What you need to know about the Moveable Transactions Act:
The Moveable Transactions (Scotland) Act 2023 (the “Act”) was passed by the Scottish Parliament in May 2023 and will make fundamental, and very positive, changes to fund finance transactions involving Scottish limited partnerships. We expect that the Act will come into force in Spring 2025, although no date has been confirmed yet.
The Act modernises the law as it relates to the transfer of, and the creation of security over, contractual rights. In fund finance situations, security is typically taken over: (i) the rights to call for and receive commitments from investors; or (ii) the rights of partners to receive distributions; or (iii) assets of the partnership. When in force, the Act will make it much easier to create security over those rights and assets and bring processes more in line with other jurisdictions.
What is changing?
Registration vs intimation
Under the current Scots law, notice of an assignation in security over rights (including rights to call for and received commitments) must be given to the relevant counterparty for security to be created. In fund finance situations where security is being taken over the rights to call for/receive commitments, that means intimation notices must be sent to all limited partners. The process of sending intimations is outdated and can be inefficient in terms of time and costs. The modernisation of the law pursuant to the Act offers streamlined options:
- the Act will create a new online public Register of Assignations in which an assignation in security over rights can be registered. The new Register of Assignations will allow lenders to bypass the notice (or “intimation”) process, and the assignation in security will create valid security over the assigned rights upon registration; and/or
- where traditional intimation is preferred over registration, the Act provides that notices can be deemed effective when served by email or by an electronic link to a website or portal. These new provisions modernise and going forward will facilitate the notice process for fund finance clients.
Control
Under the current Scots law, an assignation in security over rights requires a transfer of those rights to be effective. Currently, security documents often include mechanics giving lenders an element of control over assigned rights prior to enforcement so they can be confident a transfer has taken place and valid security created.

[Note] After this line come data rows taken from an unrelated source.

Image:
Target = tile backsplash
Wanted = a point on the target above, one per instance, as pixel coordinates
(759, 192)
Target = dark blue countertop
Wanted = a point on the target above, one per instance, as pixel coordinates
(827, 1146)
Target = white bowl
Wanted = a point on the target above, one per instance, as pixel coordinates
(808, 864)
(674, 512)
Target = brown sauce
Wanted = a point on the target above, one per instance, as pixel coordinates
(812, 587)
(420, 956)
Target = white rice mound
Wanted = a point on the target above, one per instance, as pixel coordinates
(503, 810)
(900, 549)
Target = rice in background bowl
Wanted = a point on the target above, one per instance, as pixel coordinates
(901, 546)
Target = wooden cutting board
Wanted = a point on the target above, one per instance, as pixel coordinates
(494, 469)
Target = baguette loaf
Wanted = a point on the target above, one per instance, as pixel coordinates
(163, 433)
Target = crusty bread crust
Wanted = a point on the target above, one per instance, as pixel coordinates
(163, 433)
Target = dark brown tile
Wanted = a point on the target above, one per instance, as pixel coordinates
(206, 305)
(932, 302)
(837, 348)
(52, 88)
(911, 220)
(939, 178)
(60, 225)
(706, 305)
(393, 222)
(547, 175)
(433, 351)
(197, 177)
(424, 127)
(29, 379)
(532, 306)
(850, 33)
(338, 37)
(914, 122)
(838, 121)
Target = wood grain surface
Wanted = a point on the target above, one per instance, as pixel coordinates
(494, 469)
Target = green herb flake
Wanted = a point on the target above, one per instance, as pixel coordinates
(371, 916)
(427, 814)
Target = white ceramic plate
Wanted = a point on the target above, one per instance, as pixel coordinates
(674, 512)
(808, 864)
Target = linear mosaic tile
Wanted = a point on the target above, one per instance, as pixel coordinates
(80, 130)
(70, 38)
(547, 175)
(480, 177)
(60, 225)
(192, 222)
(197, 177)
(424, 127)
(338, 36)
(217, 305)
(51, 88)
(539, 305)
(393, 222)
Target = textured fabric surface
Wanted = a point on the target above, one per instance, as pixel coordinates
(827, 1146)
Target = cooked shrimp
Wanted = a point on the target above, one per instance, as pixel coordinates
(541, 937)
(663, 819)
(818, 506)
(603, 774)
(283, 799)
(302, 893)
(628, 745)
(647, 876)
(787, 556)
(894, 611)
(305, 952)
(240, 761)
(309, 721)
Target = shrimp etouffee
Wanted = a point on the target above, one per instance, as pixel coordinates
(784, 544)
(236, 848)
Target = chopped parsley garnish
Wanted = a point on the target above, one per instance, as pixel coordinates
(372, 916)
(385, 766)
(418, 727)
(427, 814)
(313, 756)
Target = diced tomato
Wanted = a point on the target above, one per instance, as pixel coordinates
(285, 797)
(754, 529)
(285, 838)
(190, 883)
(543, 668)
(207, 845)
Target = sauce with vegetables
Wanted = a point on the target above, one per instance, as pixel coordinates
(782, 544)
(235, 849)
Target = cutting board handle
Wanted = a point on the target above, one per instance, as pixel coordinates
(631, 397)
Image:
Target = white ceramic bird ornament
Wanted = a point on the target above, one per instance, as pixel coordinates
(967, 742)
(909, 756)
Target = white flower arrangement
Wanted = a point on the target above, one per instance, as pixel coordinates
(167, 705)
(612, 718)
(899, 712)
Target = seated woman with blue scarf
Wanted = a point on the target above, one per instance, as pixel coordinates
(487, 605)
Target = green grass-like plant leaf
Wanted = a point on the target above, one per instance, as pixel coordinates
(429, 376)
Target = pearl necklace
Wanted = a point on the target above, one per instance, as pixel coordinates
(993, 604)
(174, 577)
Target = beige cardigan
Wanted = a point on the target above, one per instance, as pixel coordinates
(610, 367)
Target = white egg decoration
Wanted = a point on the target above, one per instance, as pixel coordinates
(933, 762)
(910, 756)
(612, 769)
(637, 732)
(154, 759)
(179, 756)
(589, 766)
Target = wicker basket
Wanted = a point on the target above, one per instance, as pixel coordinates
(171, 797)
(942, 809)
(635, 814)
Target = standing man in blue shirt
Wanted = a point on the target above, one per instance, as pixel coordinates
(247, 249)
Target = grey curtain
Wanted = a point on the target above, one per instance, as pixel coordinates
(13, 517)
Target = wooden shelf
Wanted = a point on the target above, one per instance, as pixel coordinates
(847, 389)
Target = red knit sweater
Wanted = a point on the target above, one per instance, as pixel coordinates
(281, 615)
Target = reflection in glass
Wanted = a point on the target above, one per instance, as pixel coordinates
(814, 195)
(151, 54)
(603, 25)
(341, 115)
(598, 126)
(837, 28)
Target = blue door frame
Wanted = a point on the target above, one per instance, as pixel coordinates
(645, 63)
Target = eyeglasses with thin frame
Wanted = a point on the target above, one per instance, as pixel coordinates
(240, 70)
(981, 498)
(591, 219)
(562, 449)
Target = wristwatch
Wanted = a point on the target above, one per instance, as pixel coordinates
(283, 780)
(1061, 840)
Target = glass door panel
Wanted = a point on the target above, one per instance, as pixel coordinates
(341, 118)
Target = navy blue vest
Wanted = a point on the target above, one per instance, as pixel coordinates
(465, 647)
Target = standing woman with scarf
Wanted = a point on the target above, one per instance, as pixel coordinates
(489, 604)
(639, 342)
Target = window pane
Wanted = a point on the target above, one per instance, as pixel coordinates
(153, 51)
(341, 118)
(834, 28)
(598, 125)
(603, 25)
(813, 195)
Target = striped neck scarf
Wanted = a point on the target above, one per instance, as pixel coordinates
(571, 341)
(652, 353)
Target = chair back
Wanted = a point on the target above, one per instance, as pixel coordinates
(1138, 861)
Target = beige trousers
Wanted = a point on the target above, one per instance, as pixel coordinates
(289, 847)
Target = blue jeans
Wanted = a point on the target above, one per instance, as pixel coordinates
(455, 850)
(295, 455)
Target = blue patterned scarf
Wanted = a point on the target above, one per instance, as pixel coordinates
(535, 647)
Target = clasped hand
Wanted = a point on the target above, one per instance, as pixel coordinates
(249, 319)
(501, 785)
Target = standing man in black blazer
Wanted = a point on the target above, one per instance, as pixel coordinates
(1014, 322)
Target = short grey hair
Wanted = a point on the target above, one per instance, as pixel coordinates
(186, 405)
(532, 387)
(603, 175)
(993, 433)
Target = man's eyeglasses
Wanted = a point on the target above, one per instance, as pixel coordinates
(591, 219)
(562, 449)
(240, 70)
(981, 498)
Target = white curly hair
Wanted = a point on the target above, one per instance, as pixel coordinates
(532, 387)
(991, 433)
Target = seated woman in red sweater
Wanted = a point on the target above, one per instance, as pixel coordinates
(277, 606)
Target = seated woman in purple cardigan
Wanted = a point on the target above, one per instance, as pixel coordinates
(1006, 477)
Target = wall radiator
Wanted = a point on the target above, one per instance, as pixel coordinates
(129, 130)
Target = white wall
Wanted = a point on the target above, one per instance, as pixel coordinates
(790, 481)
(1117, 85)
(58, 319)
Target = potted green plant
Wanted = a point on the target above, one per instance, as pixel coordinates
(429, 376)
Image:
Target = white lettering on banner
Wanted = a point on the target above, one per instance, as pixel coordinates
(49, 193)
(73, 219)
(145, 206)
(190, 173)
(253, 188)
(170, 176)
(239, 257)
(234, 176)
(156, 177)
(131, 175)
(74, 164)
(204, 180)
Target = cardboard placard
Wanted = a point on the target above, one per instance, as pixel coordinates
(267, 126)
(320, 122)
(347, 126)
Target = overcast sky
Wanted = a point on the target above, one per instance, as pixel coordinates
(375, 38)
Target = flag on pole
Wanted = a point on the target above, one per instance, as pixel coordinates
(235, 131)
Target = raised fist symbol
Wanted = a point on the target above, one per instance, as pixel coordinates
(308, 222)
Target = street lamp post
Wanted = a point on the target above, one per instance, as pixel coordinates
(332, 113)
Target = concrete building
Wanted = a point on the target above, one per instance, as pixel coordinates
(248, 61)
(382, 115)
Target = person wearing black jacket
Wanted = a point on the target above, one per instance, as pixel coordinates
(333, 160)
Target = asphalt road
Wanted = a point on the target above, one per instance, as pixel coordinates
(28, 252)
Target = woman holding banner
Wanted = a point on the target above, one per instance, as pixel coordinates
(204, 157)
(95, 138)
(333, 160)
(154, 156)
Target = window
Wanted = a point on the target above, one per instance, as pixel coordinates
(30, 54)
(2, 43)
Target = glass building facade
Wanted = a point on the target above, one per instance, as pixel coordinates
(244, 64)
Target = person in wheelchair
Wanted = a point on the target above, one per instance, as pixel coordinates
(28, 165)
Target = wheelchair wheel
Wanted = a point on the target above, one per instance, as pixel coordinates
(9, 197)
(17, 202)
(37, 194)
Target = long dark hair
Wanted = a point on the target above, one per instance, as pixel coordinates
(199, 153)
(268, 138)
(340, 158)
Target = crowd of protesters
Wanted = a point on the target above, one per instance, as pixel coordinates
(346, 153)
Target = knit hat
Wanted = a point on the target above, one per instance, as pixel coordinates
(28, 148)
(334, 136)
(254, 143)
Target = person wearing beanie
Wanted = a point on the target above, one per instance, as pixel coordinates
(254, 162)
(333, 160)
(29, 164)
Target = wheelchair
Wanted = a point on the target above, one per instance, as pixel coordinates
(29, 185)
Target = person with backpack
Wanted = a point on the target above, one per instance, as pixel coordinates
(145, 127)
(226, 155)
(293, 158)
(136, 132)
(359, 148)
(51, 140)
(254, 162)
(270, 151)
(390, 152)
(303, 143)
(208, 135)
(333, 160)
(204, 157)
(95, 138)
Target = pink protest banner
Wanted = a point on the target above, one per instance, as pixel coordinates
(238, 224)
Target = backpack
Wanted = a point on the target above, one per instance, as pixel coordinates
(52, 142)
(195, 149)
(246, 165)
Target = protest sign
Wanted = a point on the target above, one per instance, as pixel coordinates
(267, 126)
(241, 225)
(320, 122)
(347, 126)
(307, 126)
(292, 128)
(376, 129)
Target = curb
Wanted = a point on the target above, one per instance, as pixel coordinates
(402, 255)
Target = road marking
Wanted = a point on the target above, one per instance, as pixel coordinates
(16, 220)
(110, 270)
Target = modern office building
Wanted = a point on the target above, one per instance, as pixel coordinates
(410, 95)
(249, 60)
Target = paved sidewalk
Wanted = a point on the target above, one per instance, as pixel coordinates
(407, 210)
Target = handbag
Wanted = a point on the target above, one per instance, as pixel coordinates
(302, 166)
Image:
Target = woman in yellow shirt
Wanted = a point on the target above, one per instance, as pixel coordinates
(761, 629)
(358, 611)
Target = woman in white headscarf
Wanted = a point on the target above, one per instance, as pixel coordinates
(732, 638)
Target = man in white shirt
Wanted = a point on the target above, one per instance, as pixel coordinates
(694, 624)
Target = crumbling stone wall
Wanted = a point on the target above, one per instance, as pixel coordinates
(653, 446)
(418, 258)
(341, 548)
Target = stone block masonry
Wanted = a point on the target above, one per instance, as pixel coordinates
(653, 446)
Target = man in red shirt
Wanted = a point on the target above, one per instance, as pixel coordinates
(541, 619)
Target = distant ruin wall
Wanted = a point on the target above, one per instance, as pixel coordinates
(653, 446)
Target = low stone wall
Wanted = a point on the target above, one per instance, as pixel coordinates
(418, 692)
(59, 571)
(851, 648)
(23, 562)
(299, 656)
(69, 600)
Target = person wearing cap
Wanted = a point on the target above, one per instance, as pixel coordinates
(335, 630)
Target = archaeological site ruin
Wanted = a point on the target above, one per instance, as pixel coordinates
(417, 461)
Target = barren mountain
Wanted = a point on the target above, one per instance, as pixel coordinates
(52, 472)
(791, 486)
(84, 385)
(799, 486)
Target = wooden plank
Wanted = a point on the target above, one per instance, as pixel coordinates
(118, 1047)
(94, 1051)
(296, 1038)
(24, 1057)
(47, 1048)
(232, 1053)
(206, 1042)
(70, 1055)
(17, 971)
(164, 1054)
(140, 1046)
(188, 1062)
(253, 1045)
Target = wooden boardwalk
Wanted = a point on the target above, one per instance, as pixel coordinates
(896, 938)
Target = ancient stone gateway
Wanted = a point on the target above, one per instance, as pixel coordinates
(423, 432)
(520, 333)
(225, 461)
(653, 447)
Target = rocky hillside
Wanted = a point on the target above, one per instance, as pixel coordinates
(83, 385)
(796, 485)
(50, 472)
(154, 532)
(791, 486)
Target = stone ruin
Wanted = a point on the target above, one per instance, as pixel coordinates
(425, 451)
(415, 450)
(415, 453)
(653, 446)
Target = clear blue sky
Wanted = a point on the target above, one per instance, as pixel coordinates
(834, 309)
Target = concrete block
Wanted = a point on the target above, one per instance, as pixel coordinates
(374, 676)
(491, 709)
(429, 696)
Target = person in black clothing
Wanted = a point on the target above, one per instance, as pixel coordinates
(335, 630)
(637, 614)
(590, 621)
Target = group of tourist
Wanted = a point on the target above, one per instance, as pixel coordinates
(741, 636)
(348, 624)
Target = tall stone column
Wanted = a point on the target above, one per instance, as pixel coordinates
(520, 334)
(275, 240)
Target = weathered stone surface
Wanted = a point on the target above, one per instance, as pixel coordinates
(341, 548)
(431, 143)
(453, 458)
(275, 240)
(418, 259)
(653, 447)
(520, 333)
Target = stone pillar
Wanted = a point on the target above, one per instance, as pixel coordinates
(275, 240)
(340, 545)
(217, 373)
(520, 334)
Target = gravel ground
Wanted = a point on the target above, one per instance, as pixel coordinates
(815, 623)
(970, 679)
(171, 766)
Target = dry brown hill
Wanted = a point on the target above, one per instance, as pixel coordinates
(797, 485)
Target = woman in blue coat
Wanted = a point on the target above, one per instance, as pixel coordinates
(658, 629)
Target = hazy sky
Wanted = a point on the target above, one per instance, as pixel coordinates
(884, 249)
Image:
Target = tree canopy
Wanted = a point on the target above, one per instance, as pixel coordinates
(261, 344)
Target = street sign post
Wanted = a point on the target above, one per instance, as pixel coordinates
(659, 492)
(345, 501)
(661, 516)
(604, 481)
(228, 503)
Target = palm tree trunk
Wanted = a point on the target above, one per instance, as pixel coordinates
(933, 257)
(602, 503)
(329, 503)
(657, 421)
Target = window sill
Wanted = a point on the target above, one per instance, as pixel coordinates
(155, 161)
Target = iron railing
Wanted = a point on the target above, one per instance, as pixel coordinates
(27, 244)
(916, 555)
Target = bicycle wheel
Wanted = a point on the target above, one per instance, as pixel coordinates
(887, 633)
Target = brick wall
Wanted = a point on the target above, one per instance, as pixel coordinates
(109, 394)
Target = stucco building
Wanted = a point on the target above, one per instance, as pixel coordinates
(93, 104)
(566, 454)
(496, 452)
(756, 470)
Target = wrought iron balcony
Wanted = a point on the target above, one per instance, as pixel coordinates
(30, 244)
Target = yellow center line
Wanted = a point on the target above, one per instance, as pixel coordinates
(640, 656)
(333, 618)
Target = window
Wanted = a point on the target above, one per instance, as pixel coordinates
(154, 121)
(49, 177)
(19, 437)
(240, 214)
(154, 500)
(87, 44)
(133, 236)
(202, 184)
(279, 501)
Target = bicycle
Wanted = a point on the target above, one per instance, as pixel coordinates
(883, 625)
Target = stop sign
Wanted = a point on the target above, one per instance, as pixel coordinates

The new Act makes clear that rights will transfer upon either intimation or registration of the assignation in security, and going forward no transfer of control over rights being assigned will be required. Any changes to the day-to-day management or control of rights being assigned will not need to change.
Future rights
The current law is not clear on the ability to assign (by way of security or otherwise) future rights (including rights created at subsequent closings/transfer of partner interests throughout the life of a facility). However, the new Act expressly permits the assignation of future rights. Lenders will have increased comfort that assigned rights will cover the commitments of all limited partners admitted during the term of a loan, preventing the need for supplemental assignations to be taken when new limited partners are admitted.
How will this impact on fund financing?
As a result of these changes, assigning rights in fund finance situations under Scots law will be streamlined and modernised to make use of online filing and electronic notices. Clients should expect a more efficient, international-friendly process of granting security over rights related to Scottish limited partnerships.